“She would have been dreadfully disappointed not to get it,” said he again. “Though all the same,” he went on thinking to himself, “it is a little provoking to think that she would have got it any way, and that I went and caught this horrible cold for nothing. Only I would never have known how good Claudia was but for all that, and perhaps she would still have tried for the prize. I wish she would write to me again! I’m sure she would if she knew how tired I am of being ill, and of everything.”—“Mamma,” he went on again aloud, “doesn’t this winter seem dreadfully long, and it’s only a fortnight and four days past Christmas? Charlotte and the boys only began lessons again three days ago. I wish I could go back to school too, mamma. Oh, I do wish the summer would come. I think I shouldn’t care to live if it was to be always winter.”

His words startled his mother. She got up and came over to him.

“What makes you so gloomy, my old Jerry?” she said; “it isn’t like you.”

“I don’t mean to be naughty and impatient, mamma,” he said; “it’s just that I’m so tired—so tired of the cold, and the darkness, and the grimness,” and his eyes turned with almost a shudder from the window towards which they had glanced instinctively. He knew so well what the prospect outside must be; for it was raining heavily, one of Wortherham’s very ugliest days. “Oh, how I should like just to see and feel the sun, and the blue sky above!

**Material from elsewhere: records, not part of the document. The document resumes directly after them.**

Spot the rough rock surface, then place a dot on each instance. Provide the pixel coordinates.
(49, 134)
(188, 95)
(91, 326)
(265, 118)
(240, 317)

I feel as if I could drink the sunshine, mamma; I am so thirsty for it.”

Mrs Waldron sighed a little.

“It is as if he felt the want of it by instinct,” she said to herself. “There are places in the world where there is sunshine even at this season, my Jerry,” she said aloud. “I wish I could send you to one of them.”

Jerry’s eyes sparkled.

“Yes, wouldn’t it be lovely?” he exclaimed. “I wonder if it is to one of those places that they are going;” he added.

“Who?” asked his mother.

“The girl at Silverthorns—Miss Meredon, and old Lady Mildred. She said in her last letter, you know, mamma, that perhaps they were going to France. How nice it would be if we could all go! Sometimes one can’t help wishing to be rich, mamma.”